Jason Veasey is a New York-based actor and singer who has been fortunate to do what he loves on stage and screen – most notably on Broadway in “The Lion King” as well as the touring company. On stage he was most recently seen in the critically acclaimed “A Strange Loop” at Playwrights Horizons. He’s also been seen at The Public Theater, Actors Theater of Louisville, The Denver Center, and many other theaters. On the big screen, he has been seen in “American Gangster,” television credits include “Chicago Fire,” “High Maintenance” and the upcoming “Starling.”

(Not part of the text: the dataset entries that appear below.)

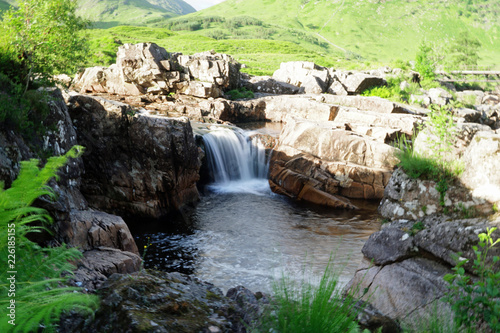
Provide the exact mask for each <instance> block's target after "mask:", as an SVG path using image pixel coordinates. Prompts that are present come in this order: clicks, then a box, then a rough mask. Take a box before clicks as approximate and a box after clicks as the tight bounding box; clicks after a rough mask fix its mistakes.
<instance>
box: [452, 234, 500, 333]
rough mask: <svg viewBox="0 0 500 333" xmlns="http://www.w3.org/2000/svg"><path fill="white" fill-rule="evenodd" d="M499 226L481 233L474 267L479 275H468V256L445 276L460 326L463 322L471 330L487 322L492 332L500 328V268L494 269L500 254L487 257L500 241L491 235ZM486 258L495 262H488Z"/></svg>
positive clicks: (474, 248)
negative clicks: (489, 259)
mask: <svg viewBox="0 0 500 333" xmlns="http://www.w3.org/2000/svg"><path fill="white" fill-rule="evenodd" d="M496 229H497V228H488V229H487V232H486V233H481V234H479V235H478V237H479V243H478V246H473V250H474V253H475V255H476V259H474V261H473V264H472V269H473V272H474V274H476V275H477V276H478V277H479V279H477V280H476V279H472V278H471V277H470V276H468V275H465V269H464V265H465V264H466V263H468V262H469V260H457V263H456V265H455V267H454V268H453V271H454V273H453V274H447V275H446V276H445V277H444V279H445V281H447V282H448V283H449V284H450V285H449V288H450V292H449V294H448V295H447V298H446V300H447V301H448V302H449V303H450V304H451V307H452V309H453V311H454V314H455V322H456V324H457V327H460V326H463V327H465V328H466V329H467V330H468V331H474V330H475V329H476V328H477V327H478V326H479V325H481V323H483V322H484V323H486V324H487V325H488V326H489V328H490V329H491V330H492V331H493V332H500V271H498V270H497V271H495V270H494V269H493V264H495V263H498V262H499V261H500V257H498V256H494V257H493V258H489V257H488V252H489V251H490V250H491V249H493V248H494V247H495V245H496V244H498V243H500V239H497V240H495V241H494V240H493V238H492V233H493V232H494V231H495V230H496ZM487 259H491V262H492V263H487V261H486V260H487Z"/></svg>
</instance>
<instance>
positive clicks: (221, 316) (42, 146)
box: [0, 44, 500, 332]
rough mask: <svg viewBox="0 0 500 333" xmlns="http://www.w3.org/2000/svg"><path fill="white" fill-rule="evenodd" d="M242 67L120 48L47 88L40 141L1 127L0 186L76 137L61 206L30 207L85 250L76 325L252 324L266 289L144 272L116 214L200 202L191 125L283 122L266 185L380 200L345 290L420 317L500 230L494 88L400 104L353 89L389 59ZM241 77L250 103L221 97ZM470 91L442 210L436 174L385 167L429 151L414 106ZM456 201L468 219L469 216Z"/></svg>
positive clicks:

Clarissa Vickerie is a New York-based actress whose most recent works include “Lordes” at the New Ohio Theater, “A Little Water Clears Us” at the Wolfson Gielgud Studio in London, and stage-managing an Off-Broadway production entitled “Over the Rainbow: The Rock Ballet.” She is a graduate of New York University’s Tisch School of the Arts, where she received training at the Atlantic Acting School, and the Royal Academy of Dramatic Art in London. She has also trained with the Black Arts Intensive at the Billie Holiday Theater in Brooklyn, New York.
Speaking to her hopes of what viewers of all ages might take away from this event, Dr. Grier-Key concluded, “As a take-away, it is my hope that many of the young adults who hit the streets, marching, rallying, and demanding justice keep on holding up the bloodstained banner for freedom, justice, and liberty. How far have we come and where are we going? When you think about the saying, ‘you can’t know where you’re going, without knowing where you’ve been,’ rings true and serves us now – we must never forget. We must talk about and recognize our past in all of its authenticity.”
“In Case You Hadn’t Heard: A Conversation Between America’s Past And Its Promise” can be seen through Sunday, February 28.